Description
These lettuce wrap tacos are fresh, vibrant, and packed with flavor thanks to a saovry walnut taco “meat”, black bean corn salsa, and a bright and herbaceous chimichurri sauce. If you’ve been looking for a healthier, plant-based taco recipe that doesn’t require any cooking, this one delivers big flavor with minimal effort in just 20 minutes!
Ingredients
for the walnut taco meat:
- 2 cups raw walnuts
- 1 scant tablespoon coconut aminos, or tamari
- 1/2 teaspoon apple cider vinegar
- 1/4 teaspoon cumin
- 1/2 teaspoon chili powder
- 1/4 teaspoon smoked paprika
- 1/8 teaspoon garlic powder
- sea salt, to taste
for the black bean & corn salad:
- 1 can black beans, drained & rinsed
- 2 ears fresh corn, kernels removed
- 2 tablespoons finely chopped red onion
- 1 medium lime, zested and juiced
- sea salt, to taste
for the chimichurri:
- 1 bunch cilantro, leaves removed and roughly chopped
- 1 bunch flat leaf parsley, leaves removed and roughly chopped
- 1/2 medium lime, juiced
- 1 small serrano pepper, seeds removed if you don't want it spicy
- 1 tablespoon apple cider vinegar
- 1 tablespoon extra virgin olive oil
- sea salt, to taste
for assembly:
- 1-2 heads butter lettuce, or 3-4 endive
- 1-2 avocados, sliced
- lime wedges, optional
Instructions
To make the walnut taco meat, add everything to a food process and pulse until the walnuts are finely chopped. Taste and add salt as needed.
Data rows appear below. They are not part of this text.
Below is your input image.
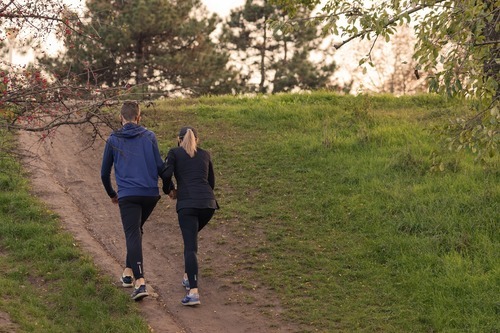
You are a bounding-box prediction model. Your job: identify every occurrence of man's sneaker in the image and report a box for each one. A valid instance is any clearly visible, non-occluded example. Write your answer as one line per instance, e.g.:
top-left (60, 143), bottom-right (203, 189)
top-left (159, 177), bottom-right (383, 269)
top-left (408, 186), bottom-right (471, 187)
top-left (181, 293), bottom-right (200, 306)
top-left (120, 275), bottom-right (133, 288)
top-left (182, 277), bottom-right (190, 290)
top-left (131, 285), bottom-right (149, 301)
To make the black bean and corn salad, mix everything together in a bowl. Taste and season with salt as needed.
For the chimichurri, combine everything in a blender or food processor. Blend or pulse until relatively smooth. If it seems a bit dry or too chunky, add a little more olive oil and blend again.
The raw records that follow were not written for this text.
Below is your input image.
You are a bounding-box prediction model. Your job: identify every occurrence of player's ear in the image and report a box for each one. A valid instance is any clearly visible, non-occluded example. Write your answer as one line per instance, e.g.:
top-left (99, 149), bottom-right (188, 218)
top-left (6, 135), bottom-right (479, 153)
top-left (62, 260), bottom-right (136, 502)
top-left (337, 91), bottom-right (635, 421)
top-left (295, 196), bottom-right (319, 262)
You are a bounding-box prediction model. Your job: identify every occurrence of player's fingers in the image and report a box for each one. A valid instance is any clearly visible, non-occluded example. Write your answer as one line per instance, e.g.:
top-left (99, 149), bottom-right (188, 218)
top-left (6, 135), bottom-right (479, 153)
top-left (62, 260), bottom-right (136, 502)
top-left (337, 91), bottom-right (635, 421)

To serve, separate the individual lettuce or endive leaves. Layer your endive or butter lettuce leaves with the walnut taco meat, the black bean and corn salad, the sliced avocado, and the chimichurri. Serve with lime wedges on the side.
Notes
- Leftover walnut taco meat is great for using in a batch of vegan nachos or on a taco salad.
- Store leftover components separately and enjoy within 5 days.
- If you don’t have access to fresh corn, use 1 can of sweet corn (drain it first!) or 1 1/2 cups of thawed frozen sweet corn (drain it first!).
- Yields enough for roughly 6-8 servings.